I will certainly need to explore the approach further to fully understand its underlying concepts, but I found it particularly interesting and potentially reusable in my own work with clients.
Let LLMs Wander: Engineering RL Environments
I enjoyed the talk because Stefano has a great ability to explain complex concepts through simple examples.
This time, he used the game of Tic-Tac-Toe to demonstrate how a small language model can be improved by combining Supervised Fine-Tuning and Reinforcement Learning. While the example is not directly applicable to our context, it provides a clear and intuitive understanding of the underlying ideas and the potential of these techniques.

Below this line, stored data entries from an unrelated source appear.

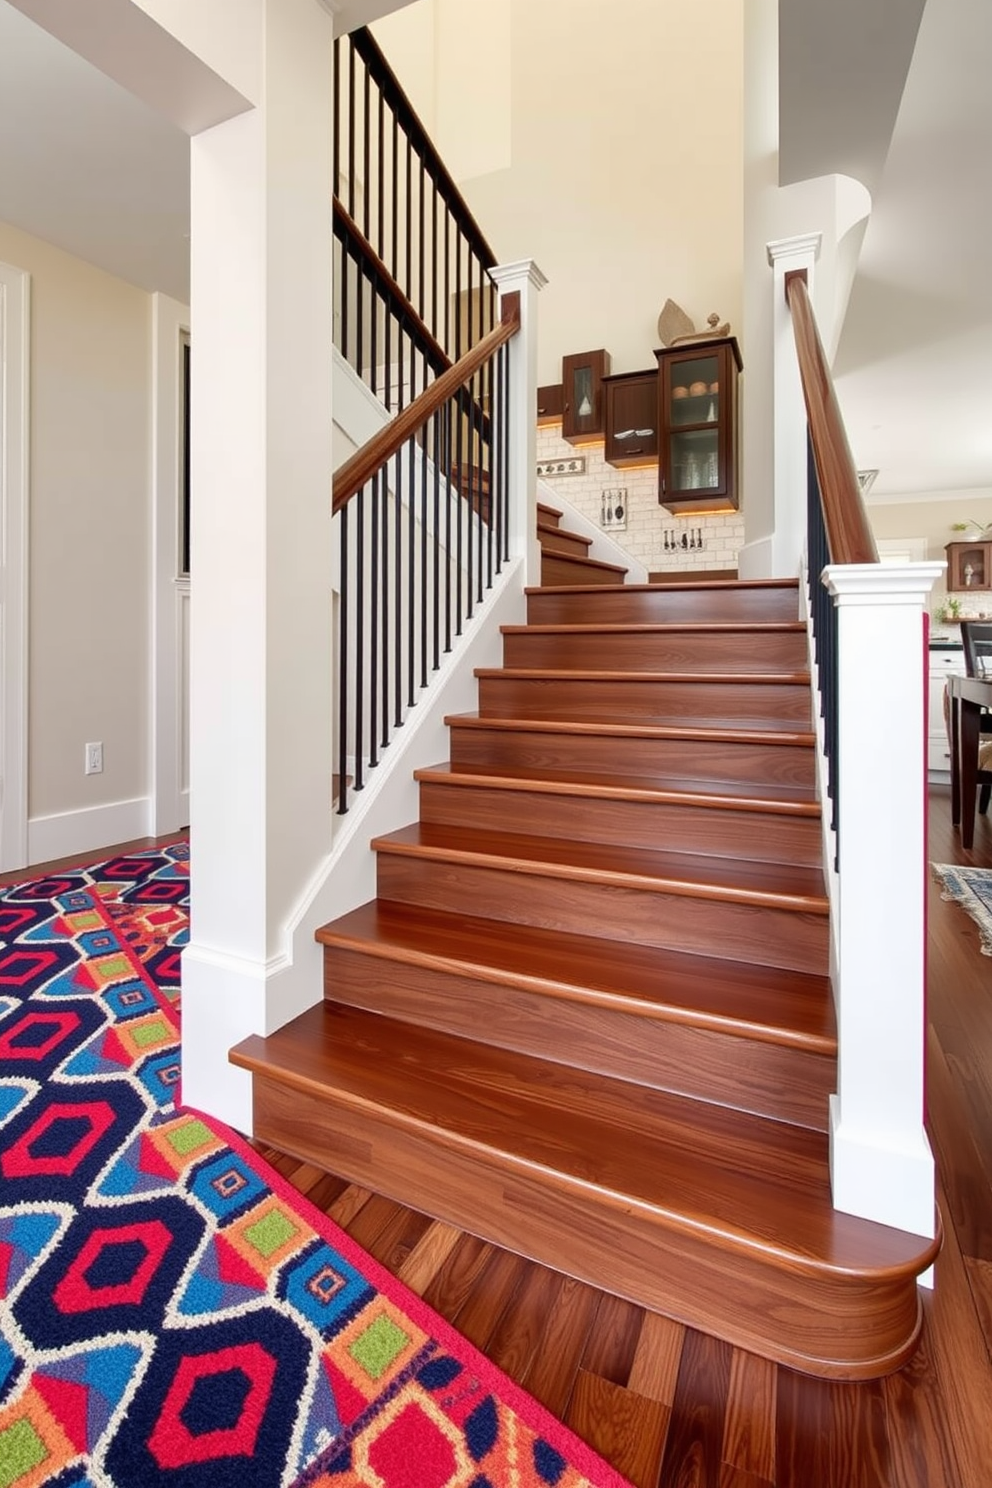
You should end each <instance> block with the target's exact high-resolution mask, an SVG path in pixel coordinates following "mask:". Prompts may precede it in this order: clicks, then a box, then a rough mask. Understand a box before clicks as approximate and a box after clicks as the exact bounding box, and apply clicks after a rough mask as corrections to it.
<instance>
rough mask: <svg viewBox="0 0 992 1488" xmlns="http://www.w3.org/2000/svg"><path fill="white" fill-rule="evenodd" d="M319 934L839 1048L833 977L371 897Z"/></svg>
mask: <svg viewBox="0 0 992 1488" xmlns="http://www.w3.org/2000/svg"><path fill="white" fill-rule="evenodd" d="M317 939H318V940H320V942H321V943H323V945H326V946H345V948H350V949H355V951H361V952H364V954H370V955H378V957H381V958H384V960H396V961H416V963H418V964H424V966H430V967H433V969H434V970H440V972H451V973H455V975H471V976H474V978H479V979H482V981H498V982H512V984H513V985H516V987H524V988H528V990H534V991H541V992H546V994H553V995H555V997H556V998H559V1000H562V1001H586V1003H596V1004H604V1006H616V1007H617V1009H622V1010H625V1012H634V1013H638V1015H642V1016H644V1018H656V1019H663V1021H668V1022H680V1024H687V1025H693V1027H699V1028H712V1030H720V1031H723V1033H732V1034H733V1033H739V1034H742V1036H747V1037H751V1039H757V1040H760V1042H764V1043H776V1045H787V1046H791V1048H803V1049H811V1051H815V1052H818V1054H824V1055H836V1048H837V1039H836V1025H834V1012H833V997H831V991H830V982H828V979H827V978H825V976H815V975H811V973H803V972H787V970H779V969H776V967H763V969H761V967H757V966H754V964H751V963H741V961H723V960H718V958H715V957H703V955H687V954H684V952H680V951H668V949H662V948H651V946H644V945H638V943H635V942H631V940H626V942H616V940H599V939H596V937H593V936H579V934H567V933H564V931H559V930H544V929H541V927H538V926H521V924H507V923H504V921H497V920H483V918H479V917H468V915H452V914H445V912H443V911H439V909H428V908H424V906H419V905H418V906H408V905H397V903H390V902H388V900H372V902H370V903H367V905H361V906H360V908H358V909H352V911H351V912H350V914H347V915H342V917H341V918H339V920H333V921H332V923H330V924H327V926H323V927H321V929H320V930H318V931H317ZM564 1016H567V1012H565V1010H564Z"/></svg>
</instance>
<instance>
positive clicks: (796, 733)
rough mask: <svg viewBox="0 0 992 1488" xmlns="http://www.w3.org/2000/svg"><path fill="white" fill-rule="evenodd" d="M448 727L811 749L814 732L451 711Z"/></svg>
mask: <svg viewBox="0 0 992 1488" xmlns="http://www.w3.org/2000/svg"><path fill="white" fill-rule="evenodd" d="M445 723H446V725H448V726H449V728H451V726H452V725H457V726H460V728H470V729H471V728H477V729H509V731H513V729H524V731H528V732H535V734H599V735H602V734H607V735H611V737H614V738H657V740H663V738H680V740H695V741H698V743H739V744H791V745H794V747H797V748H812V747H814V744H815V743H817V735H815V734H812V732H811V731H808V729H796V728H793V726H791V725H788V722H787V720H782V726H781V728H779V726H778V722H776V720H763V722H760V723H756V725H747V726H745V725H741V723H735V725H733V726H732V728H726V726H720V728H717V726H715V725H714V723H712V722H709V723H700V722H699V720H698V719H666V720H665V723H626V722H622V720H620V719H610V717H602V719H590V717H582V719H504V717H483V716H482V714H480V713H451V714H448V716H446V717H445Z"/></svg>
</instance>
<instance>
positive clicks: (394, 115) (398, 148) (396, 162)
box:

He also explained to us after the talk that, while Reinforcement Learning can be more complex to implement and requires carefully designed environments and reward mechanisms, Supervised Fine-Tuning has become much more accessible today. Thanks to libraries such as TRL by Hugging Face, the technical implementation is relatively straightforward and the main challenge often lies simply in creating a high-quality training dataset.
AI is here – time to throw away our search engines?

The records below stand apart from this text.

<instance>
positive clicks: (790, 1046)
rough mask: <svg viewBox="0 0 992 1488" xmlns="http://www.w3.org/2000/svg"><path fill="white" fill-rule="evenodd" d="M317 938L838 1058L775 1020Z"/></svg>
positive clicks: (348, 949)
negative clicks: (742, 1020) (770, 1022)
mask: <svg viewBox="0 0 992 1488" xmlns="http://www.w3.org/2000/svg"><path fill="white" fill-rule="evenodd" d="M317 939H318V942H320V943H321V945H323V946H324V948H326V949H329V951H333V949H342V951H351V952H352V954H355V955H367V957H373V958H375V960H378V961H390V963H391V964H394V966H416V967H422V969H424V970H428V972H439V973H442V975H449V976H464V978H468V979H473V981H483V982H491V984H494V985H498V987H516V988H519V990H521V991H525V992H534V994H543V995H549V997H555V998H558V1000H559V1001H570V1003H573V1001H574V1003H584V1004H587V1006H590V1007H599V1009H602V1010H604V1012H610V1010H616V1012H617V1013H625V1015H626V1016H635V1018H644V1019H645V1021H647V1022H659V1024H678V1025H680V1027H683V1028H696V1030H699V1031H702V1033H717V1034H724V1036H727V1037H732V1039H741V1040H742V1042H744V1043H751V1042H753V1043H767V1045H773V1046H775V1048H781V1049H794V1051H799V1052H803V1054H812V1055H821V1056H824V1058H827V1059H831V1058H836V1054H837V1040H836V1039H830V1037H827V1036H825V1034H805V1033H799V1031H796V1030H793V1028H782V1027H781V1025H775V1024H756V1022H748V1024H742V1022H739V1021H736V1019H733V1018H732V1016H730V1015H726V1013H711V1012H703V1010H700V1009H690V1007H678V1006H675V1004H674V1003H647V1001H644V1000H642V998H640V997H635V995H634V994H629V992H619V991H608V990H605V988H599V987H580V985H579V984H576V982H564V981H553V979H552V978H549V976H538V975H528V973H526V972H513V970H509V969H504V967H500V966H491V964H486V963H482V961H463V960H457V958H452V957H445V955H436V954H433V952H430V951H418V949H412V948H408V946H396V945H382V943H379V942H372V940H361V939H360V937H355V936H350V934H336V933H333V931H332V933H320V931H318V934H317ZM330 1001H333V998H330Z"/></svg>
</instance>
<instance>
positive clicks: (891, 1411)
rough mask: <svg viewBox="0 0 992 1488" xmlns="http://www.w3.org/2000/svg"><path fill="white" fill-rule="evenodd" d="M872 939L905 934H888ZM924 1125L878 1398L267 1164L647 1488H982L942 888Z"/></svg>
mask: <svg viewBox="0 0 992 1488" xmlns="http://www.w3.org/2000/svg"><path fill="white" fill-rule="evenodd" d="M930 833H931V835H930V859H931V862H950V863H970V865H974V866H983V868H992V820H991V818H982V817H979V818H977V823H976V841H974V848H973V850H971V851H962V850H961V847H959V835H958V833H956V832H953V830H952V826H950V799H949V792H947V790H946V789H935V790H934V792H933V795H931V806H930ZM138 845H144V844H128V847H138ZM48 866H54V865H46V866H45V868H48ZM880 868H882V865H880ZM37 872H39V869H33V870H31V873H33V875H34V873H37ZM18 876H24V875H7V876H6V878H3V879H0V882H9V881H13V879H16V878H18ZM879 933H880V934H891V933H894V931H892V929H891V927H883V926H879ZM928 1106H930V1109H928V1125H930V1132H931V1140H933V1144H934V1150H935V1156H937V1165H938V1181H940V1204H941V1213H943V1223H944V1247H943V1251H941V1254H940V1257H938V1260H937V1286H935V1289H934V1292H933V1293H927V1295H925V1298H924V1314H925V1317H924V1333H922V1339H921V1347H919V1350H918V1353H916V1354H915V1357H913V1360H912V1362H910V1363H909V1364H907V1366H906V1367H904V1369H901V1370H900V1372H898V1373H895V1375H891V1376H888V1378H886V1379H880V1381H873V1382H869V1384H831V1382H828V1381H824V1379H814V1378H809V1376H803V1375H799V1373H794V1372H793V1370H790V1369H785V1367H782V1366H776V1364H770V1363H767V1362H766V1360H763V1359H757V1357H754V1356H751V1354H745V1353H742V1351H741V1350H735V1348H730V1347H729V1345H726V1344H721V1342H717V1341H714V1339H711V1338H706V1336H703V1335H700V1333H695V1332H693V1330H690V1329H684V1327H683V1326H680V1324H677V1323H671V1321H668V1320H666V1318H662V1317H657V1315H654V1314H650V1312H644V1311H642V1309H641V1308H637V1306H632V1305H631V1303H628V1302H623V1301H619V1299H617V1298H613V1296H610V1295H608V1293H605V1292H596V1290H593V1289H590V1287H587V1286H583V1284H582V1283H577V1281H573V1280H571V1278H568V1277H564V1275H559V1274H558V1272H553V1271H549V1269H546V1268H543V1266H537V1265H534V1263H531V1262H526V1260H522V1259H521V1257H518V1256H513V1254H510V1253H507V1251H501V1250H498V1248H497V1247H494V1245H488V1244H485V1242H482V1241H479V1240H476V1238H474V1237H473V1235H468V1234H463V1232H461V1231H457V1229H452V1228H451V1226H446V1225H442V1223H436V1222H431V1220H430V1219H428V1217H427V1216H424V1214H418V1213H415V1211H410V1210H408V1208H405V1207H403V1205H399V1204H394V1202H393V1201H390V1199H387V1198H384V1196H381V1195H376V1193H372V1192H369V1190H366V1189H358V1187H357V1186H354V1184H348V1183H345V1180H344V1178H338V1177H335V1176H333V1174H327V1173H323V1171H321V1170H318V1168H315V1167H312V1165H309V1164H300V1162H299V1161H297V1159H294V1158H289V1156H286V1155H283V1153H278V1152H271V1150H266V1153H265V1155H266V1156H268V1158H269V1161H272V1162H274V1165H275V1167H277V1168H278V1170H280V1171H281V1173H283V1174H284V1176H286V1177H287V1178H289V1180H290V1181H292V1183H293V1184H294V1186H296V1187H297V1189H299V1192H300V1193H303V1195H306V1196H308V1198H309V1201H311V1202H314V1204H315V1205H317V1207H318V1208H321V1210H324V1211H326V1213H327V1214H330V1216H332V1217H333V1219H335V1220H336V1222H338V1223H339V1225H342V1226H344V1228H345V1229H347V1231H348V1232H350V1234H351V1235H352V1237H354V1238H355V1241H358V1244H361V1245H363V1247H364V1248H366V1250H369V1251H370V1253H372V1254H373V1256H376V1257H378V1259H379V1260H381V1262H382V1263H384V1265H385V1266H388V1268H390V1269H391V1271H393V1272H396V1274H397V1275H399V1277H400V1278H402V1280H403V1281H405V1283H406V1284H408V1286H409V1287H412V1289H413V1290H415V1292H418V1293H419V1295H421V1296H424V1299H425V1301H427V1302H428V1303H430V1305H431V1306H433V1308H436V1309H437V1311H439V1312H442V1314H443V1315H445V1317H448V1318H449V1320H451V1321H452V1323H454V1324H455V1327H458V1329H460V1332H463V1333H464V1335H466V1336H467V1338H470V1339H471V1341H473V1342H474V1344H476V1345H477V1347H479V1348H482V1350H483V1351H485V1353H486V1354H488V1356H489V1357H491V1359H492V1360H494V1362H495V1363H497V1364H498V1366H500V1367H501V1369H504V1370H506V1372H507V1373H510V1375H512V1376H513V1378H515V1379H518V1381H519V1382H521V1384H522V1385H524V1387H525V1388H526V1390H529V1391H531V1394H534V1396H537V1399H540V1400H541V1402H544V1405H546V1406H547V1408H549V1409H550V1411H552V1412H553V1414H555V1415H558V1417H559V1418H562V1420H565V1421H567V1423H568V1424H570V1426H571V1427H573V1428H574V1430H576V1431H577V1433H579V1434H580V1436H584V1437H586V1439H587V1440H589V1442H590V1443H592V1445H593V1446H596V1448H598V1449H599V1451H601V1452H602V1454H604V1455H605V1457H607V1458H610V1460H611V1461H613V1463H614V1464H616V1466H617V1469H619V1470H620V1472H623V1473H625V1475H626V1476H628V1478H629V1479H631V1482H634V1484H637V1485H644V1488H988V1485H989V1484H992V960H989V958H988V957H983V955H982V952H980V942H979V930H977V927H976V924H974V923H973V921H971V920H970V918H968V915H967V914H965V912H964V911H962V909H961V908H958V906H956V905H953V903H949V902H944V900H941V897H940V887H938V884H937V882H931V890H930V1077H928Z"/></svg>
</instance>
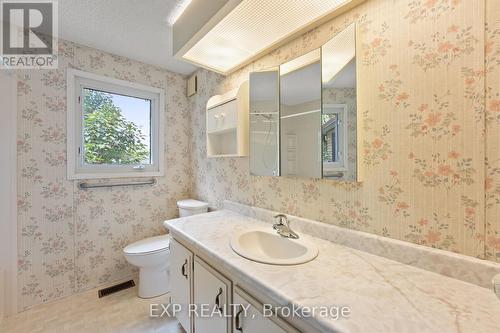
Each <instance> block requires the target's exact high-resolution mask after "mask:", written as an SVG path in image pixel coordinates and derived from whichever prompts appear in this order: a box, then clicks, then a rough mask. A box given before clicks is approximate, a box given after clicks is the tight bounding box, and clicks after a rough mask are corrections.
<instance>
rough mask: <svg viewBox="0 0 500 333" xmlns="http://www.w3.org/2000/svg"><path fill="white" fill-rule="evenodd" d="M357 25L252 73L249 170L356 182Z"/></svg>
mask: <svg viewBox="0 0 500 333" xmlns="http://www.w3.org/2000/svg"><path fill="white" fill-rule="evenodd" d="M357 76H358V75H357V66H356V27H355V25H354V24H353V25H350V26H348V27H347V28H346V29H345V30H343V31H341V32H340V33H338V34H337V35H336V36H334V37H333V38H332V39H331V40H329V41H328V42H327V43H325V44H324V45H323V46H322V47H321V48H320V49H317V50H314V51H311V52H309V53H307V54H304V55H302V56H300V57H298V58H295V59H293V60H291V61H289V62H286V63H284V64H281V65H280V67H279V69H278V68H275V69H270V70H267V71H263V72H254V73H250V170H251V173H252V174H253V175H259V176H289V177H306V178H327V179H333V180H341V181H359V178H358V163H357V156H358V140H357V136H358V129H357V86H358V79H357Z"/></svg>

Finally, I enjoyed the closing panel, where Charlie, Atita, Jo, Dimitrin, and Evgeniya exchanged their views on the future of search in the age of AI. The debate explored whether AI-powered systems are destined not only to replace conventional search engines, but ultimately to replace many of the professionals who use them. I believe that the greatest value comes from combining human expertise with AI capabilities rather than treating them as competing alternatives.
Text-to-Struct: Fine-tuning SLMs for Query Intent
I was able to follow this talk from start to finish because it covered topics that were very familiar to me and closely related to the work we presented at Berlin Buzzwords last year, i.e. transforming natural language queries into structured queries that can be executed by a search engine.
What I particularly appreciated was how the speakers highlighted the limitations of relying only on large general-purpose LLMs, many of which mirror the same issues we encountered in our own work. They then demonstrated how fine-tuning a smaller, domain-specific model can help overcome these challenges, significantly improving latency and reducing costs.
The session was especially relevant to the projects I am currently working on, and it provided several practical insights that I believe could be valuable for our future developments.
Zero downtime index upgrade in Apache Solr from Rahul Goswami
Rahul presented a new feature that he contributed to Apache Solr, enabling index upgrades without downtime and without the need to rebuild indexes from scratch. In Apache Lucene-based systems, indexes are only forward-compatible across a single major version. For example, an index created with Solr 7 can be opened in Solr 8, but not directly in Solr 9.
The only solution was to perform a full reindexing operation from the original data source; this can be time-consuming for large datasets, expensive in terms of infrastructure resources, and, in some cases, impossible if the original data source is no longer available. To address this challenge, a new API called Upgrade Index has been introduced. It enables in-place index upgrades by progressively converting index segments to the format of the current version. I believe this is a very valuable enhancement for the Solr community, as it significantly simplifies major version upgrades that can be performed without service interruption, while continuing to serve both queries and indexing requests. Thanks, Rahul, for this contribution!
As always, Berlin Buzzwords remains one of my favourite conferences. It is exceptionally well organised and provides a great opportunity not only to reconnect with familiar faces, but also to meet new experts.